Last, this method requires that you fix a priori a percentage of the genome you expect to have evolve under positive selection. Indeed, if you fix a threshold of 5% for your rank score, you will obtain exactly 5% of the genome to be the target of positive selection with this criteria.
Other approaches to calculate rank scores
In the scientific literature, there are other ways to calculate rank scores. In our case, we had to choose a method that could be applied easily to all the tests, and that could be understood by everyone. However, let’s describe a few alternatives to rank scores.
One method is to compare the scores against simulated data. We can use a software like cosi to simulate thousands of populations having the same demographic history as the populations in 1000genomes. Then, we can calculate the rank scores by calculating the rank of each score, but using the distribution of values in all the simulations instead of using only the genome. The major drawback of this method is that is sensible to the demographic model used to make the simulations: so, depending on our hypothesis on how human populations have migrated, we can get different p-values. We will provide rank scores based on simulations in a future release of our data, but for the first release, we preferred to provide values that are not dependent on any assumption on population history.

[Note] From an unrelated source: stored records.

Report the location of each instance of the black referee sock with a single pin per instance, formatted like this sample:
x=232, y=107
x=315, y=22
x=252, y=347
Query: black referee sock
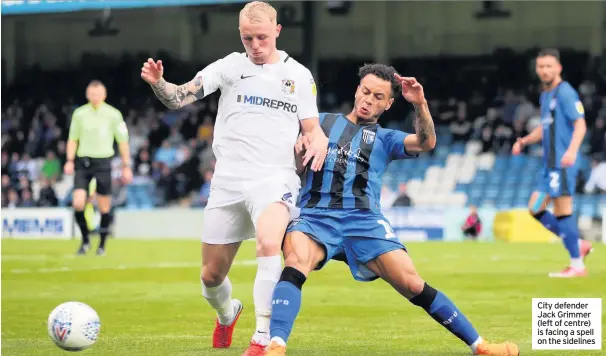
x=104, y=229
x=81, y=221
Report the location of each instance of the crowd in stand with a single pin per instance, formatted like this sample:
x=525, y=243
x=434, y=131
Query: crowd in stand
x=495, y=101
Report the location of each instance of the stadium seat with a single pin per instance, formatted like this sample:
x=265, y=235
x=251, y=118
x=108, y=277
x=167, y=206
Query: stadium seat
x=473, y=148
x=486, y=161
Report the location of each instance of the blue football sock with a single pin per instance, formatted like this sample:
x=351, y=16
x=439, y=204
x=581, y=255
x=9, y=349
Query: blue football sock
x=549, y=221
x=569, y=232
x=446, y=313
x=286, y=303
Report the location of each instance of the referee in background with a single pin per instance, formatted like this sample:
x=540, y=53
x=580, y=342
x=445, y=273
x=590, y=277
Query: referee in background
x=90, y=148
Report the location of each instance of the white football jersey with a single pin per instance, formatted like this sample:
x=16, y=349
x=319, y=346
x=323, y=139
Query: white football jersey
x=258, y=116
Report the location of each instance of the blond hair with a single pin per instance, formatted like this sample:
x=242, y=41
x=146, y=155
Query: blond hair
x=256, y=11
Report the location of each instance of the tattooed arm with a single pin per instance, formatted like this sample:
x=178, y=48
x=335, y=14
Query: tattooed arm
x=424, y=138
x=175, y=97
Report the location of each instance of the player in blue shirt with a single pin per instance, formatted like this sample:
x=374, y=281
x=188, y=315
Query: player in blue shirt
x=561, y=131
x=341, y=216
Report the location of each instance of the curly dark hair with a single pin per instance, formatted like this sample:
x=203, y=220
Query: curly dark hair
x=384, y=72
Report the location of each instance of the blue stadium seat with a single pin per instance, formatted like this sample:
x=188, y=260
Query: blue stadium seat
x=457, y=147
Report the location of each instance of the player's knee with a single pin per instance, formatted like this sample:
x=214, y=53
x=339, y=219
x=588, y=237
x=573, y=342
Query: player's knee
x=294, y=276
x=416, y=284
x=211, y=277
x=299, y=262
x=268, y=246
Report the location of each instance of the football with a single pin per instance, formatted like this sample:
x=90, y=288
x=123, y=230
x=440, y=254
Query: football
x=74, y=326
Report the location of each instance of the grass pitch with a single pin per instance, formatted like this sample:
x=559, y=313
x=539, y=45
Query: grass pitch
x=147, y=294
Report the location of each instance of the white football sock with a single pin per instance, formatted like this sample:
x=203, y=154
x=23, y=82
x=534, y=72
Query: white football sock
x=278, y=340
x=577, y=263
x=474, y=346
x=268, y=274
x=219, y=298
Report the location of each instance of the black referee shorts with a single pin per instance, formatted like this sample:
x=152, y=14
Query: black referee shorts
x=87, y=168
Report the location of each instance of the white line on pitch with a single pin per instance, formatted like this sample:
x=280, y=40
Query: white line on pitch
x=124, y=267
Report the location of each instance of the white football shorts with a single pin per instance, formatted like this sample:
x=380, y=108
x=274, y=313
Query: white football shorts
x=235, y=221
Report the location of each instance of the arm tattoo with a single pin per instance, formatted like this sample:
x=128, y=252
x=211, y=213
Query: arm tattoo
x=174, y=96
x=424, y=127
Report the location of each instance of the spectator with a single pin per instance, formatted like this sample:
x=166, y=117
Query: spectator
x=51, y=168
x=510, y=107
x=461, y=129
x=487, y=138
x=166, y=154
x=22, y=184
x=598, y=137
x=175, y=137
x=524, y=111
x=27, y=201
x=13, y=171
x=143, y=166
x=5, y=161
x=48, y=198
x=6, y=186
x=473, y=225
x=165, y=185
x=13, y=199
x=27, y=167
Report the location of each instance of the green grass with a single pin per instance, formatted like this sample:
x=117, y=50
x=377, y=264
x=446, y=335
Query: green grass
x=147, y=294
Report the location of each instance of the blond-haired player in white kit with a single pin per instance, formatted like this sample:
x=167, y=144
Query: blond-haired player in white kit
x=266, y=99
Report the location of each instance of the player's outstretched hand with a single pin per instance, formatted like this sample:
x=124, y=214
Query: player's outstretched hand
x=317, y=149
x=152, y=71
x=412, y=90
x=568, y=159
x=301, y=144
x=517, y=147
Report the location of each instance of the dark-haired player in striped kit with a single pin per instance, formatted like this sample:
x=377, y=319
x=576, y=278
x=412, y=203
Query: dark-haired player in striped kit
x=561, y=132
x=341, y=217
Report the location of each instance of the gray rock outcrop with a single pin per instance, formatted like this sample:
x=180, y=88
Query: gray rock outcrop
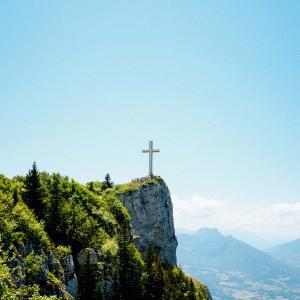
x=151, y=210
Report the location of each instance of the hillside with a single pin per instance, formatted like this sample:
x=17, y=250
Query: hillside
x=63, y=240
x=234, y=270
x=287, y=252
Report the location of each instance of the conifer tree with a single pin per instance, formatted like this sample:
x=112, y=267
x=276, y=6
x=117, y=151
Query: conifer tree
x=34, y=193
x=108, y=182
x=56, y=199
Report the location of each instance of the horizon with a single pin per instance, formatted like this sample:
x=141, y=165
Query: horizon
x=85, y=86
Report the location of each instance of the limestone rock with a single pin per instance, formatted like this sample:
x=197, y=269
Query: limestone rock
x=86, y=257
x=151, y=211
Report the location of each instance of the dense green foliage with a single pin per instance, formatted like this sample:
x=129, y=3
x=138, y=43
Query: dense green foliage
x=46, y=217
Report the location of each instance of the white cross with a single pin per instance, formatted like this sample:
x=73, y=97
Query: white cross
x=150, y=151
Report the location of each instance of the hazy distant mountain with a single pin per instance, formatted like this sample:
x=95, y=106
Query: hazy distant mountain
x=251, y=238
x=288, y=252
x=234, y=270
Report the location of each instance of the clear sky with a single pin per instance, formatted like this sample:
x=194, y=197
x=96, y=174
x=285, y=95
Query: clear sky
x=85, y=84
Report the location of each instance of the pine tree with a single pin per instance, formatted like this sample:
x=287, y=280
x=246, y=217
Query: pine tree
x=56, y=199
x=108, y=182
x=34, y=193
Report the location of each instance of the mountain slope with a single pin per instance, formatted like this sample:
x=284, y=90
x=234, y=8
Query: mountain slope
x=287, y=252
x=233, y=269
x=61, y=239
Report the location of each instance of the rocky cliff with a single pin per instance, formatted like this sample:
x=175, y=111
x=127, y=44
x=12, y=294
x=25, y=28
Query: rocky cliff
x=86, y=242
x=149, y=203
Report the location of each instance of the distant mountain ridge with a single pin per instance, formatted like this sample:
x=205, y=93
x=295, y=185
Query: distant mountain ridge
x=233, y=269
x=287, y=252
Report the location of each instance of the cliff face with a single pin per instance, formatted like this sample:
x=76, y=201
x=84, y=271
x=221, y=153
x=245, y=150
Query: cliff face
x=149, y=203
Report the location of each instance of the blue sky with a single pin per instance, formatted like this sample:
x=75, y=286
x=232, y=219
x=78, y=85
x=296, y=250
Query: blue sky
x=215, y=84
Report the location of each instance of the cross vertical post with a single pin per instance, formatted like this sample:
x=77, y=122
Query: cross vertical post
x=150, y=151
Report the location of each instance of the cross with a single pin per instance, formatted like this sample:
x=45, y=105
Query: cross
x=150, y=151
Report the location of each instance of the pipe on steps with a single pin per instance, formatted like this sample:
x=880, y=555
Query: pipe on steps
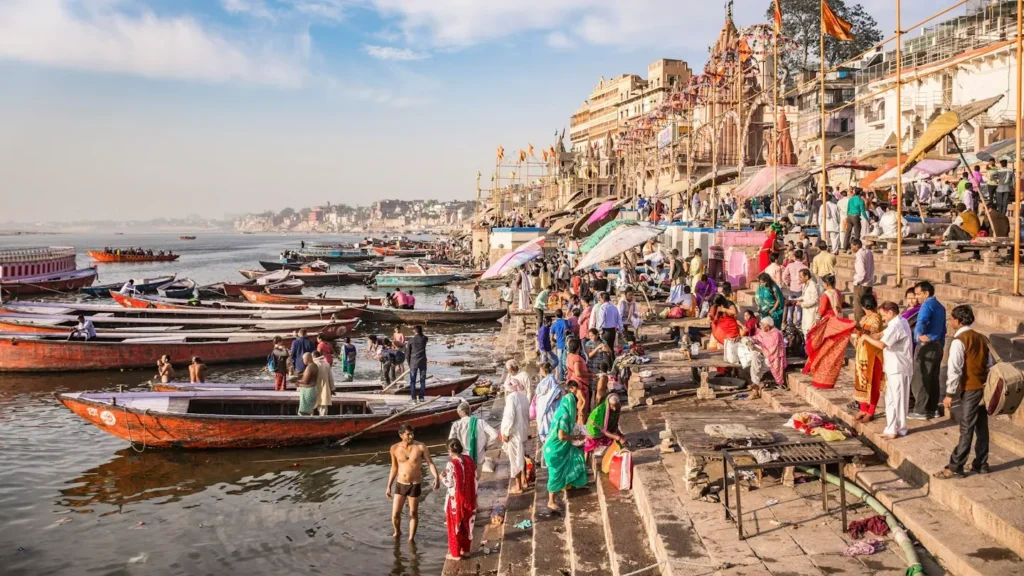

Another method, is to calculate formal p-values by assuming that the scores have a given distribution, like a normal or a exponential distribution. For example, iHS scores are, by definition, distributed normally. So, to calculate the p-value of a iHS score, we may calculate the probability of observing that score in a normal distribution. The drawback of this method is that most of the tests we implemented are not distributed normally. So, to apply this method, we would have to find a way to normalize the distribution of each test. This is a risky step, because there are usually many alternative approaches to normalize a dataset, and if we make the wrong decision we may end up having wrong p-values. So, for the first release of the dataset, we decided not to take the risk of transforming our data, and we preferred using the method of ranked p-values.